Search code examples
cluster-computingpacemaker

Orphaned process when pacemaker kills main monitor script(LSB) due timeout


In our pacemaker + corosync cluster

Last updated: Thu Oct 22 21:16:33 2015 Last change: Thu Oct 22 17:25:13 2015 via cibadmin on aws015 Stack: corosync Current DC: aws015 (2887647247) - partition with quorum Version: 1.1.10-42f2063 4 Nodes configured 16 Resources configured

We have follow situation. We write python LSB script, that check status of some application, and make it as a resource:

primitive pm2_app_gardenscapesDynamo_lsb lsb:pm2_app_gardenscapesDynamo \ op start interval="0" timeout="60s" \ op stop interval="0" timeout="60s" \ op monitor interval="30s" timeout="60s" on-fail="restart" \ meta failure-timeout="10s" migration-threshold="1"

This check is made by utility that can hung (LSB script launch that utility, and wait for reply from it).

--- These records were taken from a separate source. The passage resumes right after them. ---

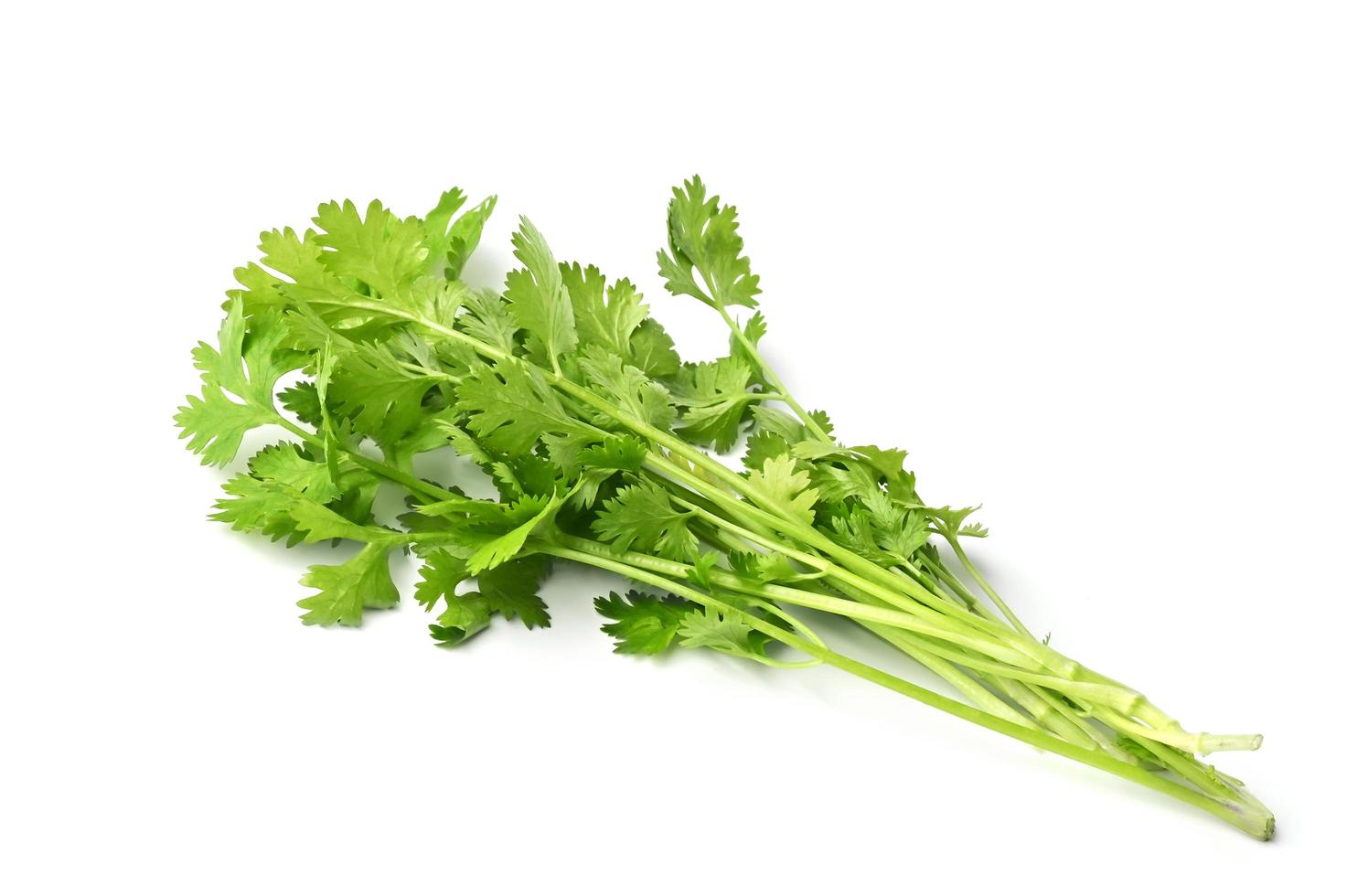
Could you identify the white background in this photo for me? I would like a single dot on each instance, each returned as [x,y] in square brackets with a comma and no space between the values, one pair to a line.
[1084,261]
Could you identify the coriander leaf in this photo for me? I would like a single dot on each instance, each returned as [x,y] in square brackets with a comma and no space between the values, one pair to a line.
[705,236]
[380,395]
[511,589]
[464,616]
[383,251]
[538,296]
[615,453]
[487,320]
[301,399]
[295,468]
[652,349]
[714,395]
[608,324]
[441,574]
[725,632]
[511,406]
[626,387]
[786,488]
[455,241]
[641,517]
[641,624]
[216,426]
[347,591]
[504,548]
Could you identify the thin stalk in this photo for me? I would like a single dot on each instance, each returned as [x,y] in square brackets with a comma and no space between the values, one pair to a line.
[1245,818]
[769,375]
[986,588]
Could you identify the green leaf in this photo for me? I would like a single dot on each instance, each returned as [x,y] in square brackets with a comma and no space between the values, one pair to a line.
[345,592]
[641,517]
[489,320]
[216,426]
[464,616]
[705,236]
[715,397]
[786,488]
[652,350]
[538,296]
[604,318]
[381,250]
[441,573]
[511,407]
[511,543]
[626,387]
[248,361]
[643,624]
[764,566]
[296,469]
[615,453]
[380,395]
[454,240]
[721,631]
[511,589]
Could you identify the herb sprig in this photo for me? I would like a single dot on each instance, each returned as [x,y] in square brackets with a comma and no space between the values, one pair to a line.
[600,441]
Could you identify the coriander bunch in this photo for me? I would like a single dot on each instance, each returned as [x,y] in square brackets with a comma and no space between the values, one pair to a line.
[601,445]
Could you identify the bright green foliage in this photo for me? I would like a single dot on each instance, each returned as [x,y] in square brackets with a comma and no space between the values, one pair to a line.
[641,517]
[786,488]
[453,240]
[628,387]
[538,298]
[441,576]
[511,407]
[380,251]
[248,361]
[464,616]
[572,399]
[345,592]
[714,397]
[527,514]
[703,236]
[641,624]
[728,632]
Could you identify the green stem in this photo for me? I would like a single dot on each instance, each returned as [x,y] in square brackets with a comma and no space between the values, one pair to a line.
[1257,824]
[769,375]
[986,588]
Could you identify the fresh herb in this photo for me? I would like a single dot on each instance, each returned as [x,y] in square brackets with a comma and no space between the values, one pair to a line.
[572,399]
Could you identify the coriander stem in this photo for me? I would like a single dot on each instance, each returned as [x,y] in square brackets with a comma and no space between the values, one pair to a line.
[1257,824]
[769,375]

So when pacemaker reach timeout, it kill our python script, but hung utility still exists in memory, and doesn't dies.

Is it possible to prevent this situation?


Solution

  • You need to upgrade to pacemaker 1.1.12 or more recent.

    The reason this happens is because pacemaker starts resource agents in their own process group. When an operation times out, pacemaker (1.1.10) kills the RA only, leaving any child processes it might have started as "orphaned".

    Version 1.1.12 instead kills the entire process group.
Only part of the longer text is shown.